Missing Kidney in Sympathy for Mr. Vengeance – Cheryl Eddy

I watched tons of horror as a kid, a pursuit that led me to write my master’s thesis on horror movies when I was in my 20s, and now, as I approach the age of Norman Bates’ mother at the end of Psycho (not really, but it feels like it some days), I am still completely horror obsessed. So I am perhaps slightly harder to scare than a less maniacal viewer. However, I do still get squeamish from time to time; exploding heads are one of my favourite special effects, and that skin-ripping-off-the-skull scene in Poltergeist made a huge impression on me back in the day. But sometimes, certain other effects involving internal organs will take me by surprise. The most vivid example of this that I can recall is Park Chan-wook’s excellent 2002 film Sympathy for Mr. Vengeance — which is much more of a thriller than horror — but contains a scene in which a character wakes up in agony after a tense meeting with black-market organ dealers and realises he’s down a kidney. I almost had to leave the theatre for fear of my lunch leaving my body.

Horror Scenes That Still Haunt Us

Casey’s Death in Scream – Jill Pantozzi

Scream was released just four days after my 14 birthday; I was a baby freshman and still fairly new to going out on the town without adult supervision. I was very sheltered from violence on TV or in movies growing up — yes, they covered my eyes during the face-melting sequence in Raiders of the Lost Ark — so I’d definitely never seen a slasher. I can’t say I remember the marketing for Wes Craven’s film but I do know it was the talk of the high school. “Oh my god, this is going to be so good!” “Yeah, it’s from dude who did A Nightmare on Elm Street, you know it.” Everyone was going to see it opening weekend so I had to too.
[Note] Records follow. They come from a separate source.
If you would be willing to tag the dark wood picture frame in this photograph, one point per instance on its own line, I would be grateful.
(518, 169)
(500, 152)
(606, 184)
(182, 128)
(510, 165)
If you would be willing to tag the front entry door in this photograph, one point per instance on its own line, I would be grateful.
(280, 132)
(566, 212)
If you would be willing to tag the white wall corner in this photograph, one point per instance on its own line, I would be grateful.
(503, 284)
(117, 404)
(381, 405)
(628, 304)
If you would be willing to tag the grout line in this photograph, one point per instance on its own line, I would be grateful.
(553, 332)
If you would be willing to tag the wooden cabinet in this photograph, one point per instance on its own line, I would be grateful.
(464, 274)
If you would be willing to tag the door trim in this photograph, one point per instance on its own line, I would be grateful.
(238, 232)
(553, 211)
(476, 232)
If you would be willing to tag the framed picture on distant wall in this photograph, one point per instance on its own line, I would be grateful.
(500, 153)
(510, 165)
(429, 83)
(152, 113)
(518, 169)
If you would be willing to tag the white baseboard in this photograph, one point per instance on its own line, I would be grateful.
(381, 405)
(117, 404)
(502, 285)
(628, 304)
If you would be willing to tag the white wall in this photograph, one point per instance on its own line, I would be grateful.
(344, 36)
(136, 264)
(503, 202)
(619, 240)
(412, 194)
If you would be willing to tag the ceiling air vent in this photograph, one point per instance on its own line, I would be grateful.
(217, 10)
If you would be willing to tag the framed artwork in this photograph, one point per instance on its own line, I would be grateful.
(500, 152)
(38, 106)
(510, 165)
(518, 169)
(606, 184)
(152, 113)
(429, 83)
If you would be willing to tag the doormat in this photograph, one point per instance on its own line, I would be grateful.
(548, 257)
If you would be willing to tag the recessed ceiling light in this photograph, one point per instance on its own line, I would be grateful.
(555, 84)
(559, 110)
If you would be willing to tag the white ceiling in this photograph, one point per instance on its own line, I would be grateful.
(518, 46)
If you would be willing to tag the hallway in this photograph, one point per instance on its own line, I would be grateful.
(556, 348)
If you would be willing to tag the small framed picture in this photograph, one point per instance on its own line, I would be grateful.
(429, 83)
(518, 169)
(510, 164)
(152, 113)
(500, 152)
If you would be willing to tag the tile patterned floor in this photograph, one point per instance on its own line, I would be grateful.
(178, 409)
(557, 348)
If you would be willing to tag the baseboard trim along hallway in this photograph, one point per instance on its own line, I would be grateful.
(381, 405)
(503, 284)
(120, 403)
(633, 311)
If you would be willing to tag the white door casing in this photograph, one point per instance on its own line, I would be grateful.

To be fair, I also wanted to. The marketing worked: the cast were ostensibly my peers but looked nothing like me or the kids I hung out with, but they were all attractive people and the soundtrack promised to be rad. Now that I’m thinking back on this night, I don’t actually know how I got in to see the movie. It was a very small local theatre and they were usually very strict about R-rated films. Speaking of which, this was only my second R film — the first watched at a friend’s house just a year earlier (Speed) — so I wasn’t anywhere prepared for the kind of stuff you could show audiences. Damn, did Wes earn that rating.

The whole movie was tremendous but it was the emotionally fraught opening scene that really did me in. We’re introduced to Casey Becker, a high schooler (remember, just like me!) who was home alone and got a scary phone call. Then another. And another. She was played by Drew Barrymore and never in a million years did I think she’d be killed off (oh, sweet summer child). But it was the way she was killed that really scared me. I immediately put myself in Casey’s shoes; what would I do if I was home alone and got such a call, would it be like this even if I had neighbours nearby, who would do this to me? Before I had time to follow all those implications through, Casey’s boyfriend had been gutted right outside her house and she’d been stabbed multiple times. She even has time to see her parents return home but can barely call out to them as she’s bleeding out. Her mother listened to her last, gasping breaths from another phone in the house after trying to call for help… her parents got home too late, but just in time to see their baby girl hanging from a tree in their front yard, her insides now on her outside. Boom. Back to regular, quiet suburban life for Sidney Prescott, the star of the film. I couldn’t believe what I’d just seen, my body was completely tense. I honestly didn’t know if I could handle more but I also knew I was hooked. That Wes Craven guy knew a thing or two about horror, huh?